With each new venture comes the opportunity for more revenue — but also a lot more work. That can help a family farm create additional employment for more family members, as is the case for the Eckers, as well as give the next generation a chance to bring their own ideas to the business, Comerford said.
For McAlexander, both factors played in. Her parents, now in their 70s, continue to work in the orchards and help the farm market customers. Her brother, Ryan, an experienced chef, runs the kitchen for the tasting room, where his signature pear pizza showcases the farm’s fruit. She’s hired staff to harvest fruit, work the restaurant, make the beer and manage events.
“I don’t have to be involved in everything now. We have the team to make it happen,” she said. “I still work off-farm as a nurse practitioner; I couldn’t make my land payments otherwise.”
Traditions and modernizations
Creative thinking about income diversification can be critical to keeping small family farms in business, she said. She’s eager to share her story in hopes that it can help others.

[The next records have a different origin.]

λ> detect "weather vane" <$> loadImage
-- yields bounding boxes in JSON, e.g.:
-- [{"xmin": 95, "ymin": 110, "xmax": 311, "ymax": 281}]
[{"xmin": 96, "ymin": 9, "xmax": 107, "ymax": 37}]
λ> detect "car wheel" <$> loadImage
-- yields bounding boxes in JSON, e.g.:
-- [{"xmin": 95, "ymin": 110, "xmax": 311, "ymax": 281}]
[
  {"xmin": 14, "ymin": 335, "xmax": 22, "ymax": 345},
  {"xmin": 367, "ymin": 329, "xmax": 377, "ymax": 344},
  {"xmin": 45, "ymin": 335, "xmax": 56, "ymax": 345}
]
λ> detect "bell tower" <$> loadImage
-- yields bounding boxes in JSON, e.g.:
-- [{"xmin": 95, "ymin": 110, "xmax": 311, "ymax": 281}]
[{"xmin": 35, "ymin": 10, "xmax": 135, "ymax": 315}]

“I am really passionate about farms staying in families,” she said. “As farmers, we need more emphasis on helping one another and finding ways to promote one another.”
For example, the Hood River Fruit Loop encourages people to make a day trip out of a visit to the region, visiting farm stands, wineries, cideries and restaurants. Such collaborative agritourism promotions powerfully enable farm communities to support one another, Comerford said.
Self-promotion can be a difficult skill for many farmers to learn, McAlexander said, but she’s seen the benefits of sharing images and stories from her farm on Facebook and Instagram.
“You gotta learn social media and invite people to share what you are doing,” McAlexander said. “It’s not about your comfort level. It’s about selling your product and promoting your farm.”
The business ventures are new, but they also fit with longstanding family tradition: Her great-grandparents, who emigrated from Switzerland, carried values of farming, fermentation and hospitality that still inspire McAlexander today, she said.
“I know not every farmer wants people on their farm, but if you come from a family where hospitality is a big deal, it feels like you are sharing your property,” she said. “Inviting people to hang out on the farm, it’s been a dream come true.”